“I recollect the young lady; the greatest objection I should raise to her, is a want of personal attractions. Of all Mrs. Bradfort's acquaintances, I think she was among the very plainest.”

“What is beauty, Miles? In marriage, very different recommendations are to be looked for by the husband.”

“Yet, I have understood you practised on another theory; Mrs. Hardinge, even as I recollect her, was very handsome.”

“Yes, that is true,” answered the good divine, simply; “she was so; but beauty is not to be considered as an objection. If you do not relish the idea of Kate Hervey, what do you say to Jane Harwood—there is a pretty girl for you.”
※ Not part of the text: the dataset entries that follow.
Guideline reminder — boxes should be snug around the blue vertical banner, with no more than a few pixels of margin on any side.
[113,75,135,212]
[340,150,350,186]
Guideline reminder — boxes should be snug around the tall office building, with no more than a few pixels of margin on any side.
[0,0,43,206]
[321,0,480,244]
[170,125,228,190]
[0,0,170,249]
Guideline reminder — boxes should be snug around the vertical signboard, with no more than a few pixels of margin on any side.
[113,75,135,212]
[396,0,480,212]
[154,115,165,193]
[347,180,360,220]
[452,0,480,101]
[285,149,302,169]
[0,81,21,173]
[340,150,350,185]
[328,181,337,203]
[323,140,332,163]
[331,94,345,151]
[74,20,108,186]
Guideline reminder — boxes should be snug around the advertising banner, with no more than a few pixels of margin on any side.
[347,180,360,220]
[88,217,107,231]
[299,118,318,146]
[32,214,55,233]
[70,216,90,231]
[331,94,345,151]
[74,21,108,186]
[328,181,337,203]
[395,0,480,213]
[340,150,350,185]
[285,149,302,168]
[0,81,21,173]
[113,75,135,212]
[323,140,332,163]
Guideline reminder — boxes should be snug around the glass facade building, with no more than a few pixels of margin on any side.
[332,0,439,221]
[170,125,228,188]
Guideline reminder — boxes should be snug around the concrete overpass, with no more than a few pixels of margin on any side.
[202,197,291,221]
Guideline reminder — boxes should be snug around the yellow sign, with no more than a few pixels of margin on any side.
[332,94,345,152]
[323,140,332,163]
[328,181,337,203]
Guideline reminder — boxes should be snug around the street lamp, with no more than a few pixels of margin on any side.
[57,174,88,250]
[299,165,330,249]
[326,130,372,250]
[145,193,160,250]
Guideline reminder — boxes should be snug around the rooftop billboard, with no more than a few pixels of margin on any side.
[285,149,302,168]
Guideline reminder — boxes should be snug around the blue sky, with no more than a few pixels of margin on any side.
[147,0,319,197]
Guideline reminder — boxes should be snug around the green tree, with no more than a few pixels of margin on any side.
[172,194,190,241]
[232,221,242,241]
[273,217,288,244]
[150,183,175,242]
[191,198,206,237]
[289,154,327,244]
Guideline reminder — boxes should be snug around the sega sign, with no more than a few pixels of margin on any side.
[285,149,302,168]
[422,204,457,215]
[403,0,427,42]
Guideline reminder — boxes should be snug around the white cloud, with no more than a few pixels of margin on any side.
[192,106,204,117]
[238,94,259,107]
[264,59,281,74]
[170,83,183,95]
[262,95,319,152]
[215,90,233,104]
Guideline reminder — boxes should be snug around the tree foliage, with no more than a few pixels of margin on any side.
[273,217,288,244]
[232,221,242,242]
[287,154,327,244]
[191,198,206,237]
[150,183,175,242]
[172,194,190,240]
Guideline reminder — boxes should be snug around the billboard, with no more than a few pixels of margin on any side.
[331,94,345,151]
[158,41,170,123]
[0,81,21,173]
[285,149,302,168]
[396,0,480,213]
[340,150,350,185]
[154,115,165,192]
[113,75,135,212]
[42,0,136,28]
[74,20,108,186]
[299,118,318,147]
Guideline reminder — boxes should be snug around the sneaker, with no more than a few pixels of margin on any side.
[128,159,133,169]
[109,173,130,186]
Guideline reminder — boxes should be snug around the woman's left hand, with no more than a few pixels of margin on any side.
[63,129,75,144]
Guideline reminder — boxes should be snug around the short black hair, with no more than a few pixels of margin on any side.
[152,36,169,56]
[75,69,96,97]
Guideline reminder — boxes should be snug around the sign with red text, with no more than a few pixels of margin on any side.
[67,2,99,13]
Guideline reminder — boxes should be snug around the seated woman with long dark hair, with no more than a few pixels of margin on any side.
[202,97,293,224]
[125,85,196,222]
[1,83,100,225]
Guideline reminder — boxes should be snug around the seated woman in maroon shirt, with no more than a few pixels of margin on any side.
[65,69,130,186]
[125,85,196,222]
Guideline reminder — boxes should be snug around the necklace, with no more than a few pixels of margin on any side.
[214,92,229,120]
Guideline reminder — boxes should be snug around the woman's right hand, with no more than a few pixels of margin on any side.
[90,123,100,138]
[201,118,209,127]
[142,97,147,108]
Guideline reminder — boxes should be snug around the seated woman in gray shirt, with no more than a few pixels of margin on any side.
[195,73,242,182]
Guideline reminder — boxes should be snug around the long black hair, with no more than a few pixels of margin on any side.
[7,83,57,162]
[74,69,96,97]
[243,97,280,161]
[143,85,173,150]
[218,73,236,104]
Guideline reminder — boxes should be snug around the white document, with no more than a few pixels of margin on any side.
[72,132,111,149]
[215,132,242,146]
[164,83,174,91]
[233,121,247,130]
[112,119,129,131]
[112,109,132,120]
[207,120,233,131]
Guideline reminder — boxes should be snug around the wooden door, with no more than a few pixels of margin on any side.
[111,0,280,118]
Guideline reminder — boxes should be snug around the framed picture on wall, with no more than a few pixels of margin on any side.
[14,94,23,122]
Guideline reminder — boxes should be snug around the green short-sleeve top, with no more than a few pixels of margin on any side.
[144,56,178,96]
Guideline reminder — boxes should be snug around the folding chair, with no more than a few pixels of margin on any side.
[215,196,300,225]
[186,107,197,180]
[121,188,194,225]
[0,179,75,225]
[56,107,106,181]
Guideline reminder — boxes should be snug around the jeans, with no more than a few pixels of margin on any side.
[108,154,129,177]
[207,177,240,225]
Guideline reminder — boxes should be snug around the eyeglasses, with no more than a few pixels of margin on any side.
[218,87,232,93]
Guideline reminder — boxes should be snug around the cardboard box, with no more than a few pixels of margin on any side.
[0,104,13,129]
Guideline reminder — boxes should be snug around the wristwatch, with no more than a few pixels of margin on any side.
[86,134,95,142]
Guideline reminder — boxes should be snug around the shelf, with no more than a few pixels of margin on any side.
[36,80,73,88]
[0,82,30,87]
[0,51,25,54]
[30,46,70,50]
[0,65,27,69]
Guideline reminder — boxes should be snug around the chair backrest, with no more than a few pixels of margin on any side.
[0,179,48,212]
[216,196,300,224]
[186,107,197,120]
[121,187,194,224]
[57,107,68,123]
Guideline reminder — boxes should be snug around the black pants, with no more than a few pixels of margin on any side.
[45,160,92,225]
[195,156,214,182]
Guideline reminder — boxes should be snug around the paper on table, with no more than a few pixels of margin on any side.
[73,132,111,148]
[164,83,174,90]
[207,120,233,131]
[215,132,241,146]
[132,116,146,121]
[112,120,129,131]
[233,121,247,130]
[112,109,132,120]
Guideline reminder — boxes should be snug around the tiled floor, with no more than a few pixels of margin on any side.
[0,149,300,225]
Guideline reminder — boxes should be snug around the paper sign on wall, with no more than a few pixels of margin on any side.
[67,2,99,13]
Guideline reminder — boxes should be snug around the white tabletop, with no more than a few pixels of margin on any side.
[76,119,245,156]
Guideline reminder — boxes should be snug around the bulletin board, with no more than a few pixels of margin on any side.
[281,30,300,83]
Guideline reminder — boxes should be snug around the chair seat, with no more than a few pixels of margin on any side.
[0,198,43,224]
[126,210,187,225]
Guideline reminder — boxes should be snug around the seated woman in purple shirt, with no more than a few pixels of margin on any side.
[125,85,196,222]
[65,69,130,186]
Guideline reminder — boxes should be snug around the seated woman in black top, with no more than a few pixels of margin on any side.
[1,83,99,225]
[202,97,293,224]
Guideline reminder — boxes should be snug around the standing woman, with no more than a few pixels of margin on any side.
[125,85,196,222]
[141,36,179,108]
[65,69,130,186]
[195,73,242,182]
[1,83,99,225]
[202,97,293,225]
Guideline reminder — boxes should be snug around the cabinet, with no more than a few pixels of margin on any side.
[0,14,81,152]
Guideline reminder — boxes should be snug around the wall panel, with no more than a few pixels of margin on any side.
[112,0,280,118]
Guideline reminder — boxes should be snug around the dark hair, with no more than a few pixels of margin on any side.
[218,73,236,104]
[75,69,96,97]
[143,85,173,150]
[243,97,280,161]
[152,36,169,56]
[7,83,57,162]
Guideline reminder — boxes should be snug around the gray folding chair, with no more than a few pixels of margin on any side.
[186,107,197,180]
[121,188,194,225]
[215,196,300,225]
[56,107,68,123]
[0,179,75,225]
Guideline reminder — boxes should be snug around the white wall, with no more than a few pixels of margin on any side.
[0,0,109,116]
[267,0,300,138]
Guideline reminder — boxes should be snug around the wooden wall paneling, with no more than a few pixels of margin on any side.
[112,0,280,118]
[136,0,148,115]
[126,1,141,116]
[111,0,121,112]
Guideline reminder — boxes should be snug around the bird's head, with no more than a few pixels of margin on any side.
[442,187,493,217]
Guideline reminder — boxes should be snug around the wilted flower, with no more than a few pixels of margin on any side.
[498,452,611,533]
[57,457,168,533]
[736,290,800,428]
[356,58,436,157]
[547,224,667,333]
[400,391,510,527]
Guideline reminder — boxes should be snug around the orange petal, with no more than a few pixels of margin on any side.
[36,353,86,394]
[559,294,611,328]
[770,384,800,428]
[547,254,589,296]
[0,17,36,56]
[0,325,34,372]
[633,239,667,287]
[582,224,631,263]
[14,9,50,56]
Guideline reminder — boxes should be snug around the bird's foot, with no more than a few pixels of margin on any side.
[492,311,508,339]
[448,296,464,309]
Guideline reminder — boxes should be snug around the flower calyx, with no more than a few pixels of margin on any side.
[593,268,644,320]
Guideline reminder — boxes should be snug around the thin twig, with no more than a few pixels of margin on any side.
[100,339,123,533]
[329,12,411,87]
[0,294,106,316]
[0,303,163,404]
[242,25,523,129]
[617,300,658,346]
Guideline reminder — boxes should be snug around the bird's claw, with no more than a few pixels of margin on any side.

“A pretty girl, sir, but not for me. But, in naming so many young ladies, why do you overlook your own daughter?”

I said this with a sort of desperate resolution, tempted by the opportunity, and the direction the discourse had taken. When it was uttered, I repented of my temerity, and almost trembled to hear the answer.

“Lucy!” exclaimed Mr. Hardinge, turning suddenly to towards me, and looking so intently and earnestly in my face, that I saw the possibility of such a thing then struck him, for the first time. “Sure enough, why should you not marry Lucy? There is not a particle of relationship between you, after all, though I have so long considered you as brother and sister. I wish we had thought of this earlier, Miles; it would be a most capital connection—though I should insist on your quitting the sea. Lucy has too affectionate a heart, to be always in distress for an absent husband. I wonder the possibility of this thing did not strike me, before it was too late; in a man so much accustomed to see what is going on around me, to overlook this!”

The words “too late,” sounded to me like the doom of fate; and had my simple-minded companion but the tithe of the observation which he so much vaunted, he must have seen my agitation. I had advanced so far, however, that I determined to learn the worst, whatever pain it might cost me.

“I suppose, sir the very circumstance that we were brought up together has prevented us all from regarding the thing as possible. But, why 'too late,' my excellent guardian, if we who are the most interested in the thing should happen to think otherwise?”

“Certainly not too late, if you include Lucy, herself, in your conditions; but I am afraid, Miles, it is 'too late' for Lucy.”